Statistical analysis

Quantitative data were expressed as means ± 95% Confidence Interval. One-way ANOVAs, followed by the Bonferroni post-test, were used to assess the differences among various treatments with Prism 5 (GraphPad Software Inc.), unless otherwise stated.

Mathematical modeling

For simulation of in vivo O2 consumption, 2D vascular networks were generated stochastically [37], using vessel parameter distributions (vessel length, diameter and branching angle) obtained from ex vivo data [14]. The resulting coupled blood flow and O2 transport problem was solved using code available via Dr. Secomb’s website (www.physiology.arizona.edu/people/secomb/greens). A representative base O2 consumption rate of 1.5 cm3/100 cm3/min was used [46].

In vivo studies

All animal experiments were carried out in accordance with UK Home Office regulations. FaDu cells bearing a HRE-luc reporter (Cignal Lenti HIF Reporter luciferase (SABiosciences)), for hypoxia were described and validated previously [38]. 1 × 106 cells were inoculated subcutaneously in athymic nude mice. Mice were divided into cohorts of n = 4 mice per cohort. Drug administration by oral gavage was initiated once tumors reached 100 mm3 volume, as determined using calipers. Tumors were treated for 7 days with BEZ235 at 0, 20 or 30 mg/kg in NMP/PEG300 (Novartis Pharmaceuticals, Basel, Switzerland). Decreases in hypoxia were seen at 3 days with maximal effects by 5–7 days. We failed to observe effects at earlier times. Thus we used 7 days for these experiments. Imaging of hypoxia and perfusion was carried out as previously described [38]. Before sacrifice EF5 was administered as previously described [38]. Tumor tissue was fixed and stained for EF5 and Ki-67. Images were acquired using a Nikon Eclipse E800 microscope with a Nikon DMX1200 digital camera and measured with ImageJ.

Results

PI3K/mTOR inhibition reduced tumor cell oxygen consumption

The O2 consumption rate (OCR) of cancer cell monolayers (normalized to cell number) was reduced after 24 h treatment with the Class I PI3K inhibitor BKM120 or with the dual PI3K/mTOR inhibitor BEZ235 (Fig. 1A, P < 0.01, one-way ANOVA and Supplemental Fig. 1B).
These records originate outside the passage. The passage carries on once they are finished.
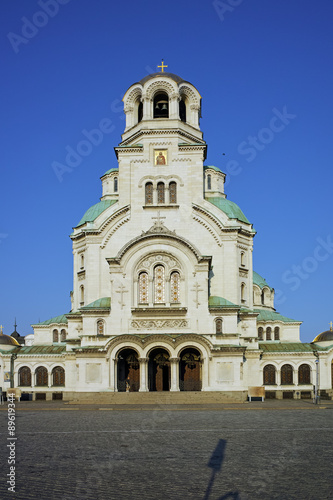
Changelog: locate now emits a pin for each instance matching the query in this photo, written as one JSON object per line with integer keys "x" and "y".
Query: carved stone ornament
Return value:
{"x": 149, "y": 324}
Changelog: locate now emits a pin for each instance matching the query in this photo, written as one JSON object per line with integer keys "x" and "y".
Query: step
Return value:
{"x": 188, "y": 398}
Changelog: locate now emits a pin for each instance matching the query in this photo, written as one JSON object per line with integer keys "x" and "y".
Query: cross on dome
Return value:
{"x": 162, "y": 66}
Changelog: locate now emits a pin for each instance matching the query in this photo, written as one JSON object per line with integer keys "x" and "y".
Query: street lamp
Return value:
{"x": 317, "y": 391}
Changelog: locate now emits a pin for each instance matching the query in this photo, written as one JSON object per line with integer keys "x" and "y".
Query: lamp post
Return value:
{"x": 317, "y": 392}
{"x": 12, "y": 359}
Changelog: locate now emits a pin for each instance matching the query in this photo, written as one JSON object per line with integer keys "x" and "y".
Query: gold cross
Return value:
{"x": 162, "y": 67}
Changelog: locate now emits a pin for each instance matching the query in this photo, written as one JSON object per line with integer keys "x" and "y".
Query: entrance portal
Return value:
{"x": 159, "y": 374}
{"x": 128, "y": 371}
{"x": 190, "y": 370}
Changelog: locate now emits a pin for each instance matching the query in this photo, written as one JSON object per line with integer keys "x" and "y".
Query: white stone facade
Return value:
{"x": 164, "y": 293}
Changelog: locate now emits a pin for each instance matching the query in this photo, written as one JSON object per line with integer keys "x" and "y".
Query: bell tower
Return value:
{"x": 162, "y": 148}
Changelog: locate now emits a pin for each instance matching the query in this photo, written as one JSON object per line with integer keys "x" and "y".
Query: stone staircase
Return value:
{"x": 155, "y": 398}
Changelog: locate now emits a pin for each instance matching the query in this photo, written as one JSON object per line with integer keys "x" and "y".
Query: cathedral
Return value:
{"x": 165, "y": 297}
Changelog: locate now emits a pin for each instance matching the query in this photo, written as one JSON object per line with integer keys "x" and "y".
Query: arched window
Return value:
{"x": 304, "y": 376}
{"x": 140, "y": 112}
{"x": 100, "y": 327}
{"x": 243, "y": 292}
{"x": 286, "y": 375}
{"x": 41, "y": 376}
{"x": 160, "y": 192}
{"x": 143, "y": 288}
{"x": 159, "y": 285}
{"x": 269, "y": 375}
{"x": 24, "y": 376}
{"x": 149, "y": 193}
{"x": 218, "y": 326}
{"x": 268, "y": 333}
{"x": 182, "y": 110}
{"x": 161, "y": 105}
{"x": 173, "y": 192}
{"x": 174, "y": 287}
{"x": 58, "y": 376}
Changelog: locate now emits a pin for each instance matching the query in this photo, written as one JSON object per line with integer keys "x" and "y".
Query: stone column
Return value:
{"x": 113, "y": 374}
{"x": 143, "y": 374}
{"x": 204, "y": 373}
{"x": 174, "y": 374}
A trend for reduced OCR was evident within 5 h of treatment with either inhibitor although this was not uniformly significant (Supplemental Fig. 1C). Functional inhibition of PI3K was demonstrated by dose-dependent reduction in AKT phosphorylation at 24 h (Fig. 1C). Both drugs also reduced the phosphorylation of mTOR and S6. BEZ235 is a direct inhibitor of mTOR. However since mTOR is also a downstream target of PI3K, the decrease in pmTOR and pS6 seen with BKM120, a specific PI3K inhibitor is not unexpected. Thus the use of the specific PI3K inhibitor BKM120 does not preclude mTOR as a target. mTOR can also feedback onto PI3K and AKT pathways. The OCR in cells treated with the direct mTOR inhibitor AZD8055 was also reduced in a dose-dependent fashion (Fig. 1C and D). Treatment with rotenone and antimycin A, which block mitochondrial electron transport, inhibited the O2 consumption by these cells (FaDu 82.9%; EMT6 91.1%; HCT116 79%; U87 75%) showing that mitochondrial respiration accounted for the preponderance of O2 consumption. Thus treatment with PI3K/mTOR inhibitors diminished the mitochondrial O2 consumption in a variety of cancer cells.

Fig. 1.

Fig. 1

Inhibition of PI3K and mTOR activities reduces oxygen consumption in vitro. (A) Effect of dual PI3K/mTOR inhibitor BEZ235 and single Class I PI3K inhibitor BKM120 on cellular oxygen consumption rate (OCR). FaDu, EMT6, HCT116 and U87 cells were treated as indicated for 24 h. Total cellular oxygen consumption rate (OCR) was calculated in n = 12 wells. Data shown are representative of three independent experiments. (B) Immunoblotting confirmed reduction in signaling through the PI3K/mTOR pathway in monolayers treated with BEZ235 or BKM120 for 4 h (12 h and 24 h for HCT116 and U87 respectively). (C) Treatment for 24 h with the mTOR inhibitor AZD8055 decreased OCR. (D) Immunoblotting for pS6 confirmed AZD8055 reduced mTOR signaling. (E) Immunoblots for mTOR, the PI3K subunits p110α and p85β, and Actin in FaDu cells transfected with non-targeting (NT) and PI3K, mTOR siRNA for 3 days, demonstrate that target protein levels were reduced. (F) Immunoblots for pAKT and pmTOR in transfected cells show reduced signaling through the PI3K/mTOR pathway. (G) FaDu cells transfected with PI3K p110α, p85β or mTOR siRNA exhibit reduced mitochondrial OCR compared with those transfected with NT siRNA. All data points represent mean ± 95% Confidence Interval. One-way ANOVAs were performed with Bonferroni-corrected post t-tests comparing treated to DMSO-treated control samples. P < 0.01. Data shown are representative of three independent experiments.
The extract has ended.